Make sure that you are in the correct database before truncating a table, either by issuing a USE statement first or by using a fully qualified name db_name.table_name.
The optional TABLE keyword does not affect the behavior of the statement.
The optional IF EXISTS clause makes the statement succeed whether or not the table exists. If the table does exist, it is truncated; if it does not exist, the statement has no effect. This capability is useful in standardized setup scripts that are might be run both before and after some of the tables exist. This clause is available in CDH 5.7 / Impala 2.5 and higher.
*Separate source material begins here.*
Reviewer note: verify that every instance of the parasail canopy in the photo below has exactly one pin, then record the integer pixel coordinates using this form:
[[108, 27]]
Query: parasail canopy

For other tips about managing and reclaiming Impala disk space, see Managing Disk Space for Impala Data.
Amazon S3 considerations:
Although Impala cannot write new data to a table stored in the Amazon S3 filesystem, the TRUNCATE TABLE statement can remove data files from S3. See Using Impala with the Amazon S3 Filesystem for details about working with S3 tables.
Cancellation: Cannot be cancelled.
HDFS permissions:
The user ID that the impalad daemon runs under, typically the impala user, must have write permission for all the files and directories that make up the table.
Kudu considerations:
Currently, the TRUNCATE TABLE statement cannot be used with Kudu tables.
Examples:
The following example shows a table containing some data and with table and column statistics. After the TRUNCATE TABLE statement, the data is removed and the statistics are reset.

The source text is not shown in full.